As I understand it, the arithmetic mean is a measure of central tendency, i.e. it is a value that quantifies the location of the centre of a distribution of data points (the point about which the data tends to cluster).
My question is, is it possible to derive the formula for the arithmetic mean, $\bar{x}$ of a discrete set of data: $$\bar{x}=\frac{1}{N}\sum_{i=1}^{N}x_{i}$$ where $N$ is the total number of data points and $\lbrace x_{i}\rbrace$ are the data points.

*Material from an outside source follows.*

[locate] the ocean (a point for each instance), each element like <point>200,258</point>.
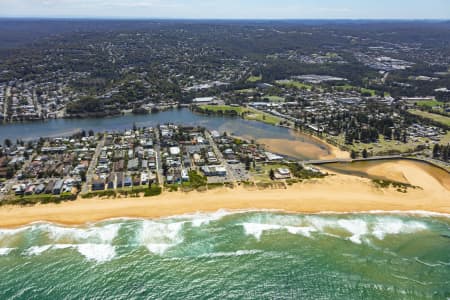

I have attempted a derivation, but I'm unsure whether it is valid:
Suppose one has a finite, discrete set of $N$ data points $\lbrace x_{i}\rbrace_{i=1,\ldots N}$. Assuming this set has a central value (i.e. a mean value), then by definition, the sum of positive deviations should be equal to the sum of negative deviations from this central value (where by positive deviation, we mean that a given data point $x_{i}$ is deviated from the central value $\bar{x}$ by an amount $x_{i}-\bar{x}$ and by negative deviation, that a given data point is deviated from the central value by an amount $\bar{x}-x_{i}$). Now, if we rearrange the set of data points into two subsets, one containing all points each of whose value is less than the central value, i.e. $x_{1},x_{2},\ldots,x_{i}<\bar{x}$, and the other containing all points each of whose value is greater than, or equal to the central value, i.e. $x_{i+1},x_{i+2},\ldots,x_{N}\geq\bar{x}$. It follows that, $$\left(x_{N}-\bar{x}\right)+\left(x_{N-1}-\bar{x}\right)+\cdots +\left(x_{i+1}-\bar{x}\right)-\left(\bar{x}-x_{i}\right)-\left(\bar{x}-x_{i-1}\right)-\cdots -\left(\bar{x}-x_{1}\right)=0$$ Which, upon rearranging terms, gives $$x_{1}+x_{2}+\cdots +x_{i-1}+x_{i}+x_{i+1}+\cdots +x_{N-1}+x_{N}-N\bar{x}=\sum_{i=1}^{N}x_{i}-N\bar{x}=0\\ \Rightarrow\qquad\bar{x}=\frac{1}{N}\sum_{i=1}^{N}x_{i}\;\;.$$
Here is the required derivation of the mean (arithmetic average): Suppose we want to find a single number that minimizes the error between our guess and any pick from a distribution of a random variable. Call our number "mu." The sum of all the errors between mu and all our picks from the random variable are given by: errors = (z_1 - mu) + (z_2 - mu) + ... + (z_N - mu); errors = z_1 + z_2 + ... + z_N - mu - mu - ... - mu; errors = z_1 + z_2 + ... + z_N - N mu. Of course we would want our value of mu to minimize the errors; in order to do so, we should let our errors equal zero (this is unbiasedness). Now our formula is: 0 = z_1 + z_2 + ... + z_N - N mu; N mu = z_1 + z_2 + ... + z_N; or: mu = 1/N(z_1 + z_2 + ... + z_N). This last is the formula for the arithmetic average, or mean, which is the requirement of the original poster. Note that I have assumed we can (in theory) exhaustively sample the population (i.e., mu is the population mean). If you are content with the sample mean, you can replace mu with xbar. To make this rigorous for a continuous variable takes more work, but proceeds in a similar fashion--the important constraint is the condition of unbiasedness.